Two Is Enough by Laura S. Scott

But still one must go everywhere one must see everything. But since they were grown up, Laura and Laurie on their prowls sometimes walked through. When the Sheridans were little they were forbidden to set foot there because of the revolting language and of what they might catch. Washerwomen lived in the lane and sweeps and a cobbler, and a man whose house-front was studded all over with minute bird-cages. Little rags and shreds of smoke, so unlike the great silvery plumes that uncurled from the Sheridans' chimneys. The very smoke coming out of their chimneys was poverty-stricken. In the garden patches there was nothing but cabbage stalks, sick hens and tomato cans. They were little mean dwellings painted a chocolate brown. They were the greatest possible eyesore, and they had no right to be in that neighbourhood at all. The little cottages were in a lane to themselves at the very bottom of a steep rise that led up to the house. Upon seeing Scott’s body, Laura has an epiphany about life, death, wealth and poverty (although the reader never quite learns what exactly she has figured out). When she arrives, Laura is unsettled by the cottages’ squalid conditions and overwhelmed with anxiety about her own wealth, especially the hat and clothes that make her class status obvious. Later, Laura’s mother sends her to deliver a basket of leftover food to the cart-driver’s family.

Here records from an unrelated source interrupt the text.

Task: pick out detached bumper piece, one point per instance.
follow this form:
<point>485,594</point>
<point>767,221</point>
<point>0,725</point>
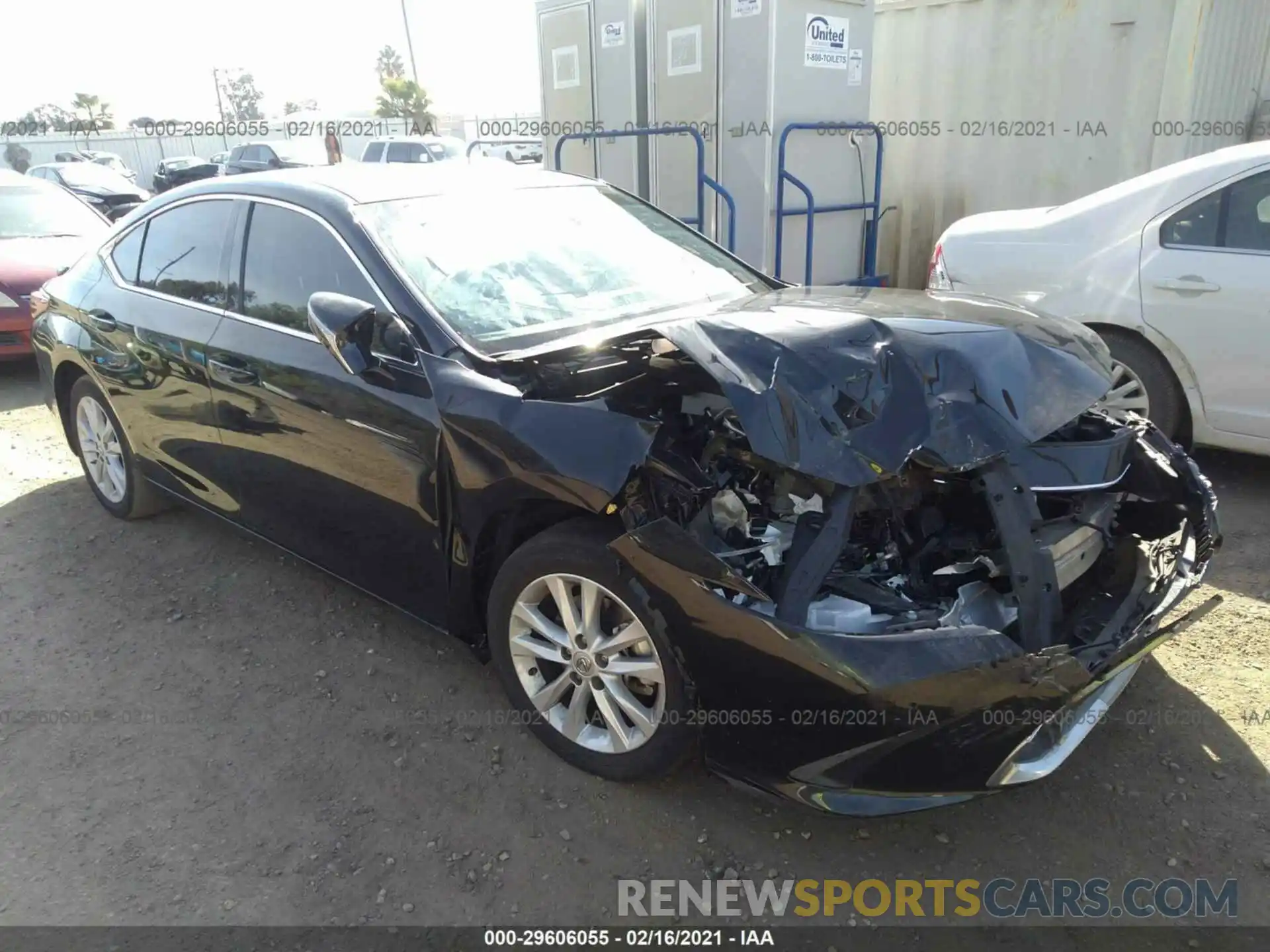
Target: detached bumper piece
<point>997,692</point>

Two Is Enough by Laura S. Scott Two Is Enough by Laura S. Scott Two Is Enough by Laura S. Scott

When Laura overhears that Scott has died in a horrible accident, she urges the rest of her family to cancel the party, but her protests fall on deaf ears and she decides to go on with the party once she sees herself in the mirror wearing her mother’s extravagant daisy-trim hat. Laura’s mother calls her “the artistic one” and sends her to do various odd jobs in preparation for the garden party that afternoon, but as Laura increasingly realizes that working-class people in her community must work tirelessly and endure poverty in order for her family to maintain their extravagant lifestyle, she becomes increasingly torn between the leisurely gentility of her upbringing and her sympathy for the workers her parents and siblings barely acknowledge. She is disappointed, for example, by the “silly boys” courting her rather than “extraordinarily nice” men from the lower classes, like the workmen who put up the marquee. As she begins to come of age, Laura starts to realize the pitfalls of her privileged upbringing, especially the restrictions it places on socializing. Sheridan’s teenage daughter and sister to Laurie, Jose and Meg. The story’s curious and free-spirited protagonist, Laura is Mr.